Olivier leva la tête ; le juif, lui montrant du doigt la chandelle, lui fit signe de l’allumer. Il obéit ; et, comme il posait le flambeau sur la table, il vit que le juif, les sourcils froncés, l’examinait attentivement du fond de la chambre.

« Prends garde, Olivier ! prends garde à toi ! dit le vieillard avec un geste qui en disait plus que des paroles ; c’est un butor capable de tout, pour peu qu’on l’irrite. Quoi qu’il arrive, ne dis rien, et fais tout ce qu’il voudra. Réfléchis bien à ce que je te dis là ! »

Il appuya beaucoup sur ces derniers mots ; un horrible sourire passa sur son visage ; il fit un signe de tête et sortit.

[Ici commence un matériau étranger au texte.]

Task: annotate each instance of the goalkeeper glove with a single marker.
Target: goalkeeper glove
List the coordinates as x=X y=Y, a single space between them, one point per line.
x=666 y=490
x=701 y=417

Olivier, resté seul, mit sa tête dans ses mains, et réfléchit avec angoisse aux paroles qu’il venait d’entendre : plus il pensait à la recommandation du juif, et plus il se perdait en conjectures sur le sens et la portée de cet avis. Si l’on avait à son égard des intentions criminelles, ne pouvait-on pas les mettre à exécution tout aussi bien chez Fagin que chez Sikes ? Tout considéré, il s’arrêta à l’idée qu’on l’avait choisi pour remplir chez ce dernier quelques fonctions domestiques, jusqu’à ce qu’il se fût procuré un garçon qui lui convînt davantage ; il était trop habitué à souffrir, et il avait trop souffert chez le juif, pour regretter un changement, quel qu’il fût. Il resta quelques minutes plongé dans ces pensées, puis moucha la chandelle en soupirant, et, ouvrant le livre que Fagin lui avait laissé, se mit à le parcourir.